Beberapa pekerja memeriksa seragam militer NATO yang siap diekspor Sritex, Sukoharjo, Jateng ke 18 negara. (Foto: Antara/Saptono)
Data pemutusan hubungan kerja (PHK) sebanyak 53 ribu pekerja per September 2024, dipastikan bakal bertambah dalam waktu dekat. Seiring keputusan pailit untuk PT Sri Rejeki Isman (SRIL/Sritex). Angka PHK bisa tembus 70 ribu pekerja.
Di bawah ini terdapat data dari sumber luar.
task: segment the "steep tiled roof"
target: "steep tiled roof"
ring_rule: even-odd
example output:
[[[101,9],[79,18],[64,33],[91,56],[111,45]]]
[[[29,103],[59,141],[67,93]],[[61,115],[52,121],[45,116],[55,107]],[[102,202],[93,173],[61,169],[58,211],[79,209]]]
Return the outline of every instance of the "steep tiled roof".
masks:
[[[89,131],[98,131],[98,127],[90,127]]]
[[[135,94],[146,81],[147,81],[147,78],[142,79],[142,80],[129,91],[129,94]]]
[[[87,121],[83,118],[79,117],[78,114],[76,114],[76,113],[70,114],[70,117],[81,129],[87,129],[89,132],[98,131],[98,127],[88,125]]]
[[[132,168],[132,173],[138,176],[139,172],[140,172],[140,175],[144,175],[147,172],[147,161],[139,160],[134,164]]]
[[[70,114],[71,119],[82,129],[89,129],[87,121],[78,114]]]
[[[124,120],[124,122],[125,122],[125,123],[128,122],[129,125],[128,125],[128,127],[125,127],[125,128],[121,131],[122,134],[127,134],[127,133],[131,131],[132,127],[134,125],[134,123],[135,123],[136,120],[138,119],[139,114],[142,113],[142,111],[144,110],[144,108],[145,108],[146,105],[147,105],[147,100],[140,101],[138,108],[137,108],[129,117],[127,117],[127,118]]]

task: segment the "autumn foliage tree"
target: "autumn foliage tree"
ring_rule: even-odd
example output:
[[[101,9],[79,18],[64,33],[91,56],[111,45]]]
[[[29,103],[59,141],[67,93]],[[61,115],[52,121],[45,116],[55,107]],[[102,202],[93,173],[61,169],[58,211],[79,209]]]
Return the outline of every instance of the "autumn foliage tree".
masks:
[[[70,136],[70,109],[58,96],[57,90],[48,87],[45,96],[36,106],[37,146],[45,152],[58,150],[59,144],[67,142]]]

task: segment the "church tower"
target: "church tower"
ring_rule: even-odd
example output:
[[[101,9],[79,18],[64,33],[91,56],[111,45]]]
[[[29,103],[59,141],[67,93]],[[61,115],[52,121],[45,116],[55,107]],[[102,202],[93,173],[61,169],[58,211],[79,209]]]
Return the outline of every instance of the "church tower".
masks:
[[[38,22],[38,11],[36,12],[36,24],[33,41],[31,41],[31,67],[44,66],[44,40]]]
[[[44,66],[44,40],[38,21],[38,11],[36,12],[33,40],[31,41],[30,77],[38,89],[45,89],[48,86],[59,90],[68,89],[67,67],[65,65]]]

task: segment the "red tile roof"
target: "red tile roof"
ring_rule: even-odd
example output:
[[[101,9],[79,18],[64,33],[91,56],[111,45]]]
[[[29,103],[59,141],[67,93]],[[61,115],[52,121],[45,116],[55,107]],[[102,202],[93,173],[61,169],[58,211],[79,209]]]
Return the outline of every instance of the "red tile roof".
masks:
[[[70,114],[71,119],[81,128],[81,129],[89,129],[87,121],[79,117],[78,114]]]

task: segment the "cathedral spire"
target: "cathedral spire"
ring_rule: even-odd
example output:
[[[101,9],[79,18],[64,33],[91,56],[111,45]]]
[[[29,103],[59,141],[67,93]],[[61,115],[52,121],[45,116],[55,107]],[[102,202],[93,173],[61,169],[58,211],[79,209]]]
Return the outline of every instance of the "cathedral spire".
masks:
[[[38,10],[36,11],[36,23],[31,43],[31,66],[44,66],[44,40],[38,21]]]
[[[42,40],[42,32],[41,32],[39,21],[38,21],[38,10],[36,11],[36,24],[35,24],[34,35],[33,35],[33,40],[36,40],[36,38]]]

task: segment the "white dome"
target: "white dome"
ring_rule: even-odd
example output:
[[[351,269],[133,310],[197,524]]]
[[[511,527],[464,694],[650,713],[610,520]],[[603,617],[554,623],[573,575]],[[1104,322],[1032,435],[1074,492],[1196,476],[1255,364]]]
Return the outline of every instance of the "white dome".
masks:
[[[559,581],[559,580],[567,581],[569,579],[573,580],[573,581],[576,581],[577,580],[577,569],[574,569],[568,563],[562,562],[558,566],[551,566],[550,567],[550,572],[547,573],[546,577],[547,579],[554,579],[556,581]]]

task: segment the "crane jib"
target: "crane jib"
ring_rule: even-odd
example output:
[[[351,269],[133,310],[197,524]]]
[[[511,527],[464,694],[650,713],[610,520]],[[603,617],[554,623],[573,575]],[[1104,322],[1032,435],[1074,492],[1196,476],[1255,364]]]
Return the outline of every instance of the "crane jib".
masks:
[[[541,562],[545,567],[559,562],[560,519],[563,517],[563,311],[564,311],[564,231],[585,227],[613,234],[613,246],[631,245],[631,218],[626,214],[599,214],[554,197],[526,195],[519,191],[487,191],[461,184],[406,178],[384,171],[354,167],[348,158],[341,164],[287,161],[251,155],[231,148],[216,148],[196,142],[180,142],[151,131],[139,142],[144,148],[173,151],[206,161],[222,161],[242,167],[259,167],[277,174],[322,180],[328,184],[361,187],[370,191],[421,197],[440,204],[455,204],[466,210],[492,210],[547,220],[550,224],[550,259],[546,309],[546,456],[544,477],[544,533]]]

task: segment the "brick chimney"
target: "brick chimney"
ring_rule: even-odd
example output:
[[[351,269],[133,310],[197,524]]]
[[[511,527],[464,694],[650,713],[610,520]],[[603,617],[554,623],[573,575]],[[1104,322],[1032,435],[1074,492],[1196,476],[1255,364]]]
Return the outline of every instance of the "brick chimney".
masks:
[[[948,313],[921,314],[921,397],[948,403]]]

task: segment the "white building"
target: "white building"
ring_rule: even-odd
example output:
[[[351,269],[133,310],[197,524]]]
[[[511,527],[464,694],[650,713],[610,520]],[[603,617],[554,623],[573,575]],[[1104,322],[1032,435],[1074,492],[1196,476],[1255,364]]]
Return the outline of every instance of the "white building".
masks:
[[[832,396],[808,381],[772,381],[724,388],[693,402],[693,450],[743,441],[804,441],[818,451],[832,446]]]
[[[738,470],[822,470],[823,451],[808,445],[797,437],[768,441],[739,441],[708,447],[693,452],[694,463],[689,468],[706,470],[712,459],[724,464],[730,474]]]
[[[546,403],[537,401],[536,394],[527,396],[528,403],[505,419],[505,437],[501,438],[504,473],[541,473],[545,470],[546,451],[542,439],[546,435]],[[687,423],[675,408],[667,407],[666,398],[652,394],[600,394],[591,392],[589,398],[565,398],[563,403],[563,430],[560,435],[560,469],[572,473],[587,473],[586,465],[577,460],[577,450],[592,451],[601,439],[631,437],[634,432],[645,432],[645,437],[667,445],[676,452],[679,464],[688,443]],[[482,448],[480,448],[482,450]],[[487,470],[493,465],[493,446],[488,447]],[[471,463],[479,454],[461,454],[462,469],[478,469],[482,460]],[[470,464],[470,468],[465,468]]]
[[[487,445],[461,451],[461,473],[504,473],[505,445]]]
Pengadilan Niaga di Pengadilan Negeri (PN), Semarang, Jawa Tengah (Jateng), resmi mempailitkan Sritel pada bulan ini. Di sisi lain, Pengadilan Niaga Semarang mengabulkan gugatan kreditur PT Indo Bharat Rayon yang mengajukan pembatalan perdamaian dalam gugatan PKPU (Penundaan Kewajiban Pembayaran Utang) yang telah disepakati keduanya pada Januari 2022.
PT Indo Bharat Rayon adalah salah satu kreditur yang mengajukan gugatan PKPU, lantaran Sritex gagal bayar utang yang telah disepakati dalam restrukturisasi utang US$344 juta menjadi unsecured term loan berjangka 12 tahun.
“Majelis hakim memutuskan untuk mengabulkan permohonan PT Indo Bharat Rayon dan membatalkan rencana perdamaian PKPU yang disepakati pada Januari 2022,” ujar Juru Bicara Pengadilan Niaga, Semarang Haruno Patriadi, dikutip Kamis (24/10/2024).
Selain pemilik Sritex, pekerjanya juga harus menanggung beban berat dari putusan pailit ini. Kalangan pekerja harus siap kena pemutusan hubungan kerja (PHK). Dan, jumlah pekerja di Sritex cukup banyak.
Pada Juni 2024, Sritex melakukan PHK kepada hampir 3.000 karyawannya. Atau setara 30 persen dari total pekerja Sritex sebanyak 10.000 pekerja.
Direktur Independen Sritex, Regina Lestari Busono pernah mengakui bahwa kinerja perseroan anjlok selama pandemi COVID-19 hingga 2023, cukup berat. Pesanan barang dari pasar luar dan dalam negeri, melemah. .
“Karena memang kondisinya di tahun 2023 itu cukup berat. Terlihat dari order yang turun cukup drastis,” ucap dia.
Masa jaya Sritex terjadi pada 2017. Kala itu, perusahaan tekstil yang didirikan HM Lukminto itu, mendapat order seragam militer untuk 30 negara. Termasuk 8 negara dari Eropa.
Selain itu, Sritex memproduksi seragam militer untuk Pakta Pertahanan Atlantik Utara atau NATO. Tidak hanya itu, Sritex juga merupakan satu-satunya pemegang lisensi di Asia yang berhak memproduksi seragam militer Jerman.
Agar bisa menutup permintaan itu, Sritex relah merogoh kocek Rp2,7 triliun untuk perluasan pabrik di Sukoharjo, Jawa Tengah (Jateng).
Pada masa jayanya itu, Sritex berhasil membukukan laba bersih US$68 juta, atau setara Rp936 miliar. Setahun kemudian atau pada 2018, cuannya melesat menjadi US$84,56 juta. Tahun berikutnya naik lagi menjadi US$87 juta.
Barulah pada 2020, ketika pandemi COVID-19 masuk ke Indonesia, kinerja Sritex berbaning terbalik. Mengalami pelemahan yang lumayan, laba anjlok US$85,32 juta. Setahun kemudian, neraca keuangan mencatatkan kerugian US$1,08 miliar atau setara Rp15,66 triliun.
Sejauh ini belum ada keterangan apapun dari pihak Sritex terkait putusan pailit yang dikeluarkan Pengadilan Niaga, Semarang.